誰もが知っているビタミンCですが、効果や選び方は知らない方が多いのではないでしょうか?このページではビタミンCの種類、選び方、注意点など基本的なことから、併用がおすすめな成分や塗る順番まで詳しく解説します。
ビタミンCの種類
ビタミンCには、大きく分けて「純粋ビタミンC」と「ビタミンC誘導体」の2種類があります。 「純粋ビタミンC」は、そのままの状態だと不安定で酸化しやすく、化粧品に配合してもすぐに効力がなくなってしまいます。 そのため、多くの化粧品には、「ビタミンC誘導体」が配合されています。
1. 純粋ビタミンC
- 別名:アスコルビン酸、ピュアビタミンC、活性型ビタミンC、即効型ビタミンC
- 特徴:つけた瞬間にビタミンCとしての効果を発揮する即効性
- 欠点:壊れやすく、肌に浸透しにくい
- 化粧品への配合:
- 水に溶かすと不安定になるため、配合が難しい
- 配合されている場合でも、安定化のための工夫が必要
- 大量に塗布し、紫外線に当たると「ビタミンCラジカル」が発生し、肌を痛めるリスクがある
2. ビタミンC誘導体
- 特徴:純粋ビタミンCを安定化させ、肌への浸透力を高めた成分
- 作用機序:肌に触れると酵素の働きでビタミンCに変換されて効果を発揮
- 種類:水溶性、脂溶性、両親媒性の3種類
2-1. 水溶性ビタミンC誘導体
- 特徴:水に溶けやすい性質
- メリット:即効性が高い
- デメリット:浸透力は脂溶性ビタミンC誘導体に劣る
- 種類:リン酸型とグルコシド型
- リン酸型
- 特徴:比較的浸透性が高い
- 配合されている化粧品の例:美容皮膚科で使われている化粧品
- その他:肌が弱酸性なのに対して、リン酸型は弱アルカリ性
- グルコシド型
- 特徴:安定性が高いが、肌に浸透しにくい
- その他:価格が安いビタミンC配合化粧品に多く含まれる
- リン酸型
2-2. 脂溶性ビタミンC誘導体
- 特徴:脂に溶けやすい性質
- メリット:水溶性ビタミンC誘導体よりも皮脂膜や角質層への吸収率が高く、持続性に優れる
- デメリット:即効性は水溶性ビタミンC誘導体に劣る
- その他:敏感肌・乾燥肌の方におすすめ
2-3. 両親媒性ビタミンC誘導体
- 特徴:水にも油にも馴染みやすい性質
- その他:年齢肌の悩みに対して効果が期待できる
ビタミンCの肌への効果
ビタミンCは、美肌のために欠かせない成分として知られており、様々な効果をもたらします。

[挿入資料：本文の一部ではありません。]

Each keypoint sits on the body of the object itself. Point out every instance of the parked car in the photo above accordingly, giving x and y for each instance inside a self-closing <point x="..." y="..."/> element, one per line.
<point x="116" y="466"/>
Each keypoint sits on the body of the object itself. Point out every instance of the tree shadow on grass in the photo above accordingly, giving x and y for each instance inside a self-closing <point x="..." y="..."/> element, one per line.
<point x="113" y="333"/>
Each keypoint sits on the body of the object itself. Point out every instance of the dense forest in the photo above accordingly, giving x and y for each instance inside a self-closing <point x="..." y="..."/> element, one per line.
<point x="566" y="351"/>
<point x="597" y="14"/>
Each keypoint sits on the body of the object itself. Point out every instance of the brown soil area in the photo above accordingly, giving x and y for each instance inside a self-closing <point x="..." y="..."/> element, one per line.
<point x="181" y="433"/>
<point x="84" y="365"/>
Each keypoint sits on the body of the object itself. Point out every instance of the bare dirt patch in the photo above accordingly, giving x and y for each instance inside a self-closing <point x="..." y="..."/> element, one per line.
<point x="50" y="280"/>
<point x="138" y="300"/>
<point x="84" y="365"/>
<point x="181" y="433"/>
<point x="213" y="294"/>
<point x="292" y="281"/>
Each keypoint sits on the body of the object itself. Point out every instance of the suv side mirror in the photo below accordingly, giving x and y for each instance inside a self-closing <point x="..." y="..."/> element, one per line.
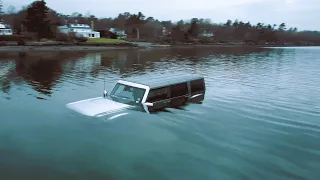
<point x="105" y="93"/>
<point x="148" y="104"/>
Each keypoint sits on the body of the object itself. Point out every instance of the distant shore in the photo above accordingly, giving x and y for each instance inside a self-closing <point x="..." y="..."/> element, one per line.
<point x="83" y="47"/>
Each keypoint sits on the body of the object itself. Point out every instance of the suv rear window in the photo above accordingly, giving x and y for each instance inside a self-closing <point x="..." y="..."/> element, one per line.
<point x="197" y="85"/>
<point x="157" y="94"/>
<point x="179" y="89"/>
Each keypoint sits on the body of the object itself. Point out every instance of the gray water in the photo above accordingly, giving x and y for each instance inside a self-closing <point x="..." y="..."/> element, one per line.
<point x="260" y="118"/>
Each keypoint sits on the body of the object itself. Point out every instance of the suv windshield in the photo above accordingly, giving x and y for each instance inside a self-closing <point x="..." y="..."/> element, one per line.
<point x="127" y="94"/>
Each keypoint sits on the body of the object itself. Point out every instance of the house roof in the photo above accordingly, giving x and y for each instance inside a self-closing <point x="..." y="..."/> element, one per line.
<point x="163" y="80"/>
<point x="4" y="26"/>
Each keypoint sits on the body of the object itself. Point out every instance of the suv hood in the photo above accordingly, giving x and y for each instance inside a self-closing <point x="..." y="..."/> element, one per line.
<point x="97" y="106"/>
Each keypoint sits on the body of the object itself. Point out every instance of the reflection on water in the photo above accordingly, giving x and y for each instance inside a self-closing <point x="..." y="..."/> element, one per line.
<point x="260" y="116"/>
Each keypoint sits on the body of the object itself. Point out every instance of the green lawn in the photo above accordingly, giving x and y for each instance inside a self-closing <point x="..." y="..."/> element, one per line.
<point x="105" y="40"/>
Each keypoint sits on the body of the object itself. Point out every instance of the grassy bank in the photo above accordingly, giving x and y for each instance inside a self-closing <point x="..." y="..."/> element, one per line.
<point x="105" y="40"/>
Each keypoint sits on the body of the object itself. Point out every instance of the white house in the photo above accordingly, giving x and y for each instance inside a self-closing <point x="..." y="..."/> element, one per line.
<point x="207" y="34"/>
<point x="120" y="33"/>
<point x="5" y="30"/>
<point x="81" y="30"/>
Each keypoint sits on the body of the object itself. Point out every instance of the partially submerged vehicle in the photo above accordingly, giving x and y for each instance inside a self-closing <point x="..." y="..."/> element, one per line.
<point x="147" y="94"/>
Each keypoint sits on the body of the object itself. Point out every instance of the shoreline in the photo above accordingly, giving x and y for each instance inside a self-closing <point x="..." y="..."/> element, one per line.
<point x="88" y="48"/>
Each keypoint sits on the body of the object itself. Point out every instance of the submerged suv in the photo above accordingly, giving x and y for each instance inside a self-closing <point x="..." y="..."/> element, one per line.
<point x="148" y="94"/>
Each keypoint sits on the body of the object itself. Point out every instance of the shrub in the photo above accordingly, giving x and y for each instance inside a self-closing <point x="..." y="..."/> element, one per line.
<point x="81" y="39"/>
<point x="70" y="37"/>
<point x="62" y="37"/>
<point x="21" y="42"/>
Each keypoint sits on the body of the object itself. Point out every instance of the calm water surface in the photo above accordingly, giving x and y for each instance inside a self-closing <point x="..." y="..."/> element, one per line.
<point x="260" y="118"/>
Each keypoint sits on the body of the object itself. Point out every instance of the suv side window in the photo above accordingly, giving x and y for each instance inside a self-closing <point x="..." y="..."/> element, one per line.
<point x="197" y="85"/>
<point x="157" y="94"/>
<point x="179" y="89"/>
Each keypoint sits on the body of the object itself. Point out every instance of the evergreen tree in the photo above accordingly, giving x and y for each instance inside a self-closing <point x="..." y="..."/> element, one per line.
<point x="36" y="20"/>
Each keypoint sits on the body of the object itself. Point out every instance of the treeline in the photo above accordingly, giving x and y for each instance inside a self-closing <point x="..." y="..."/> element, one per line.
<point x="39" y="19"/>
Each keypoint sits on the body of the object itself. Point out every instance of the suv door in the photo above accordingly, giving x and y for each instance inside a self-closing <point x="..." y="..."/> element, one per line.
<point x="159" y="98"/>
<point x="179" y="94"/>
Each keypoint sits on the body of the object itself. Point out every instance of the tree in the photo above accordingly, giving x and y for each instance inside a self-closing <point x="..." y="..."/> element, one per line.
<point x="36" y="19"/>
<point x="136" y="21"/>
<point x="282" y="27"/>
<point x="193" y="30"/>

- 抗酸化作用: ビタミンCは強力な抗酸化作用を持ち、紫外線やストレスなどによって発生する活性酸素を抑制します。活性酸素は、シミ、シワ、たるみなどの肌の老化を引き起こす原因となります。ビタミンCはこの活性酸素を除去することで、エイジングケア効果を発揮します。

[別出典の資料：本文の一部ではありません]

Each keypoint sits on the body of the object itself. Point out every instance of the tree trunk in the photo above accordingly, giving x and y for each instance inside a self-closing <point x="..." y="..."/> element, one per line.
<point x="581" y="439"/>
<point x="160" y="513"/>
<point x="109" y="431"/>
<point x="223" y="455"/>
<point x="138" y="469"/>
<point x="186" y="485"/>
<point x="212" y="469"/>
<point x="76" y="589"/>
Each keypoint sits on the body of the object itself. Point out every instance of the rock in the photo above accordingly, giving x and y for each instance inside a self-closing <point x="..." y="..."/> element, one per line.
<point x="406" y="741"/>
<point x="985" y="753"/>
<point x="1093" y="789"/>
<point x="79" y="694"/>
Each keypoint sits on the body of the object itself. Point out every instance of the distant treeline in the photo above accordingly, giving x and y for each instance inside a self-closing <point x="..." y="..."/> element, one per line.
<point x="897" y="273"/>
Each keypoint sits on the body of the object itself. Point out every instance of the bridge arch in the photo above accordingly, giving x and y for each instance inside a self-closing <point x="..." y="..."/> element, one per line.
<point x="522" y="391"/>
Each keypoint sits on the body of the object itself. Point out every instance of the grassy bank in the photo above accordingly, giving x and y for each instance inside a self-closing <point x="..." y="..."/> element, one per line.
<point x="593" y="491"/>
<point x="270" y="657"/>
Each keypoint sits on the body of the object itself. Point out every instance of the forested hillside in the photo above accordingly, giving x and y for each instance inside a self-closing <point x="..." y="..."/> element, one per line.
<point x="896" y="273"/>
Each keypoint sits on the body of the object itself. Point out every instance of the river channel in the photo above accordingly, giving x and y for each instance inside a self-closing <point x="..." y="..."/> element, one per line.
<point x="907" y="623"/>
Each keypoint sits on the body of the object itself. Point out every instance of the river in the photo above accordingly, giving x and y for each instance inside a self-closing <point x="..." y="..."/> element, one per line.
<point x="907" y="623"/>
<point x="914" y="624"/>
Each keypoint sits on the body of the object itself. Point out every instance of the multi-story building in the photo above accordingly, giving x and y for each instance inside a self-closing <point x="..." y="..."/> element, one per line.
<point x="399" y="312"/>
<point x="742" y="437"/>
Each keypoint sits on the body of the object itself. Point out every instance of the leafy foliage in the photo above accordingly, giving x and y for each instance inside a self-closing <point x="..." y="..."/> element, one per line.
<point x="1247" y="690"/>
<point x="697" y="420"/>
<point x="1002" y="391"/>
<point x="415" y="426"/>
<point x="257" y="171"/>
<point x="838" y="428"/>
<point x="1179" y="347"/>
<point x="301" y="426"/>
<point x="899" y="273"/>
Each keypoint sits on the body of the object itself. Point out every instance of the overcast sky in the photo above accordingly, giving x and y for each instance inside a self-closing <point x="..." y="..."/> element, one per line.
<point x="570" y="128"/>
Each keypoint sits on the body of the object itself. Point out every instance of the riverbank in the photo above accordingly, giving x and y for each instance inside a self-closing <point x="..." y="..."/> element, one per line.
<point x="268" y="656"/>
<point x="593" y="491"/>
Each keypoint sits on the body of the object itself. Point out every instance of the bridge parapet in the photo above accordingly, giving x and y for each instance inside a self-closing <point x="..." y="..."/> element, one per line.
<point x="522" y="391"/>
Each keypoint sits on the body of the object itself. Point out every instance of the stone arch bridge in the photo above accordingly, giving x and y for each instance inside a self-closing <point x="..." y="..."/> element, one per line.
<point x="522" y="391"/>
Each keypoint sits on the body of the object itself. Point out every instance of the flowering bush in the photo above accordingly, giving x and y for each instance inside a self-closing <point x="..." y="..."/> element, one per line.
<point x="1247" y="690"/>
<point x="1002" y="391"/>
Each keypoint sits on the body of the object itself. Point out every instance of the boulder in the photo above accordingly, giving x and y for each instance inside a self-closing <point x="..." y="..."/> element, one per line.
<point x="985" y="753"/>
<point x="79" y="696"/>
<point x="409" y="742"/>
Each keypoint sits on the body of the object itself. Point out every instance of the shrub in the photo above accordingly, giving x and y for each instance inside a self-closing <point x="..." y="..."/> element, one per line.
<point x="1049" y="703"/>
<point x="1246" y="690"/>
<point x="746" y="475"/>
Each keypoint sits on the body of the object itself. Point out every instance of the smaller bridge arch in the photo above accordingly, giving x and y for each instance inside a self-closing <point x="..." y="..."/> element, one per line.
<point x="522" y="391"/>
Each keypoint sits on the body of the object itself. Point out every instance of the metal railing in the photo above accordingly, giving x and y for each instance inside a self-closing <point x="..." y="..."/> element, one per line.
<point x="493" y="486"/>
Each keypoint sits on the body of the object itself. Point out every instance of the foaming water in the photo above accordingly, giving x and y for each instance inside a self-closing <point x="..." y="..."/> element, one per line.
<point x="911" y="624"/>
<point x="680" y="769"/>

- メラニン生成抑制: ビタミンCは、シミの原因となるメラニン色素の生成を抑制する働きがあります。メラニンは、紫外線などの刺激から肌を守るために生成されますが、過剰に生成されるとシミやくすみの原因となります。ビタミンCは、メラニン色素の生成に関わる酵素チロシナーゼの働きを阻害することで、メラニンの生成を抑えます。さらに、すでに生成されたメラニン色素を還元し、色を薄くする効果もあります。
- コラーゲン生成促進: ビタミンCは、肌のハリや弾力を保つコラーゲンの生成を促進します。コラーゲンは、加齢とともに減少していくため、ビタミンCを摂取することで、シワの改善や予防、たるみ毛穴の改善、肌の弾力UPなどの効果が期待できます。

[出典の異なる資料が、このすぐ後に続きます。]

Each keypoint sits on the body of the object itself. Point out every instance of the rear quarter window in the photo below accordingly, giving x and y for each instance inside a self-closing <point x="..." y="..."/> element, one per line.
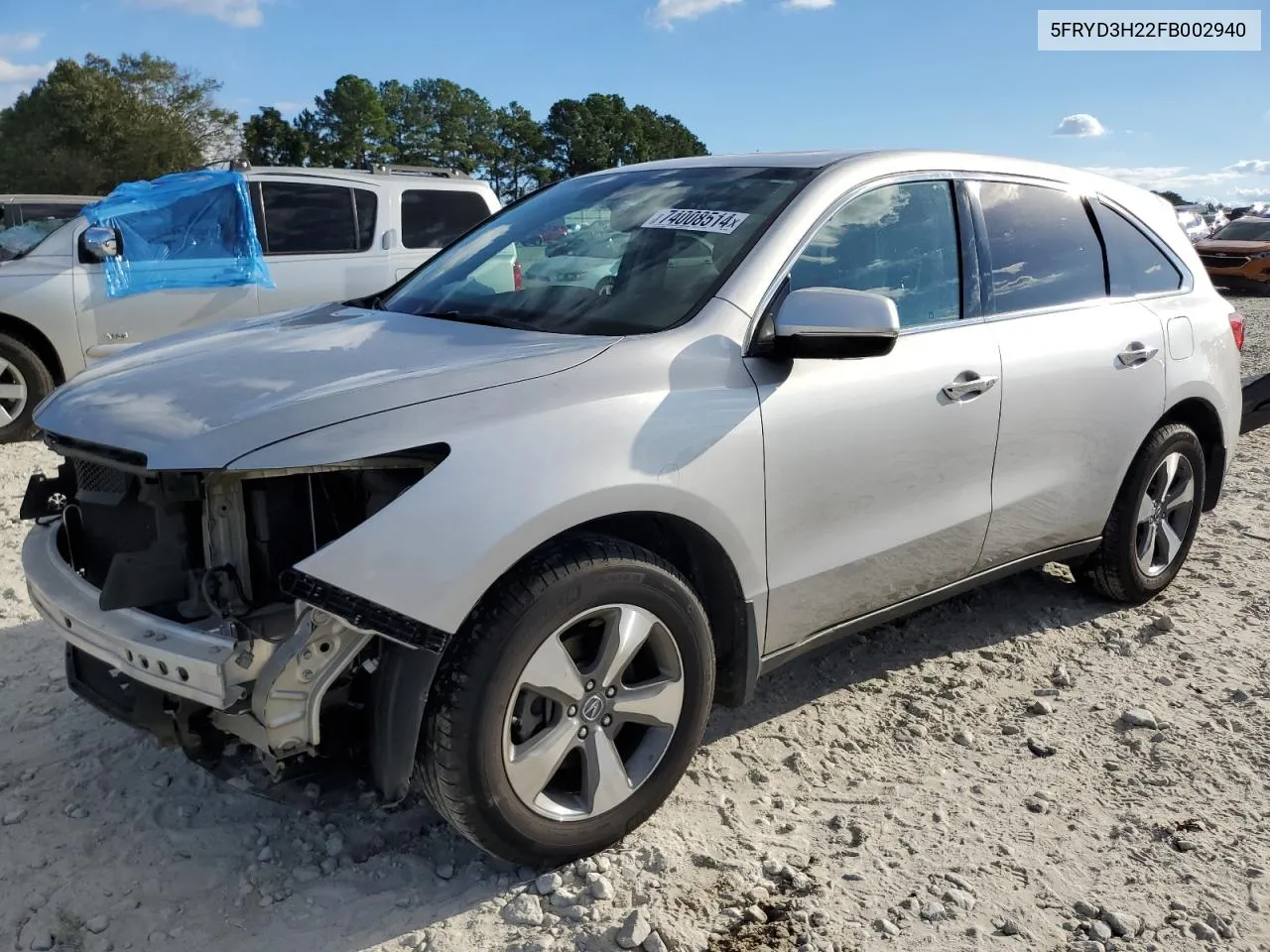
<point x="1135" y="264"/>
<point x="435" y="217"/>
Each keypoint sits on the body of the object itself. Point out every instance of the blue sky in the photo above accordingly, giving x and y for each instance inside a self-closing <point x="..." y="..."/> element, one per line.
<point x="743" y="73"/>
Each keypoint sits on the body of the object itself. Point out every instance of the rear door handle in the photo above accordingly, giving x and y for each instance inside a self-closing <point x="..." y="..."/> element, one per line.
<point x="1137" y="353"/>
<point x="969" y="385"/>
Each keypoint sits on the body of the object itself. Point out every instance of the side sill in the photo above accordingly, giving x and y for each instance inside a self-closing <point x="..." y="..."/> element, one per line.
<point x="853" y="626"/>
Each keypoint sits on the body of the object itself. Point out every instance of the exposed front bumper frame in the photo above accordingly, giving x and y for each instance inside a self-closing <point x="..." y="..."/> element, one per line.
<point x="190" y="661"/>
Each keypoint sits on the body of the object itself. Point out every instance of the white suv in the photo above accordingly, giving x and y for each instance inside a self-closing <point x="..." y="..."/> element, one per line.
<point x="326" y="234"/>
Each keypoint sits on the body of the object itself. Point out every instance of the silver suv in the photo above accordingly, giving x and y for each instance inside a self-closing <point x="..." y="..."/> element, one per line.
<point x="515" y="543"/>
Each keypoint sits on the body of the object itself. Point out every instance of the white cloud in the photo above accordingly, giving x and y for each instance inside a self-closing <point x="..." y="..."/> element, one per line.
<point x="667" y="12"/>
<point x="23" y="72"/>
<point x="236" y="13"/>
<point x="21" y="42"/>
<point x="1187" y="181"/>
<point x="1080" y="126"/>
<point x="17" y="77"/>
<point x="1251" y="167"/>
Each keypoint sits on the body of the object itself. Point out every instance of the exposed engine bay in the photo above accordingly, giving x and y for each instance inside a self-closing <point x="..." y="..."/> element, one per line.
<point x="213" y="635"/>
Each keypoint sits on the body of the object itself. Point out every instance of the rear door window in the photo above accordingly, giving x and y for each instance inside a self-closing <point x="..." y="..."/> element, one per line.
<point x="312" y="218"/>
<point x="1042" y="245"/>
<point x="46" y="211"/>
<point x="435" y="217"/>
<point x="1135" y="264"/>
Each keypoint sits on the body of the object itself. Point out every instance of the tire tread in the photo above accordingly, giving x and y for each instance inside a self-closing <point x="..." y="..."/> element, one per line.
<point x="453" y="697"/>
<point x="1103" y="569"/>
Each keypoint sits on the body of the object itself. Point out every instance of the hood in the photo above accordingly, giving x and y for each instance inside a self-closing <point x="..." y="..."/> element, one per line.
<point x="1236" y="248"/>
<point x="200" y="399"/>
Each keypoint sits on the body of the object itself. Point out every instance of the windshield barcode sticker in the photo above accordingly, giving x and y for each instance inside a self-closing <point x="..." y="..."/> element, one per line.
<point x="697" y="220"/>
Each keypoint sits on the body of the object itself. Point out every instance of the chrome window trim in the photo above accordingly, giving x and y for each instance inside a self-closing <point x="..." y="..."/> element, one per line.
<point x="849" y="195"/>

- 皮脂分泌抑制: ビタミンCは、皮脂の過剰分泌を抑える働きがあります。ニキビは過剰な皮脂が毛穴に詰まることで発生するため、ビタミンCを摂取することでニキビの予防効果が期待できます。また、皮脂分泌が抑制されることで、毛穴の開きや黒ずみの改善にもつながります。
- ターンオーバー促進: ビタミンCは、肌のターンオーバー(肌の生まれ変わり)を促進する効果があります。ターンオーバーが促進されると、古い角質が剥がれ落ちやすくなり、新しい肌細胞が生まれやすくなります。その結果、シミやくすみ、ニキビ跡などが改善されやすくなります。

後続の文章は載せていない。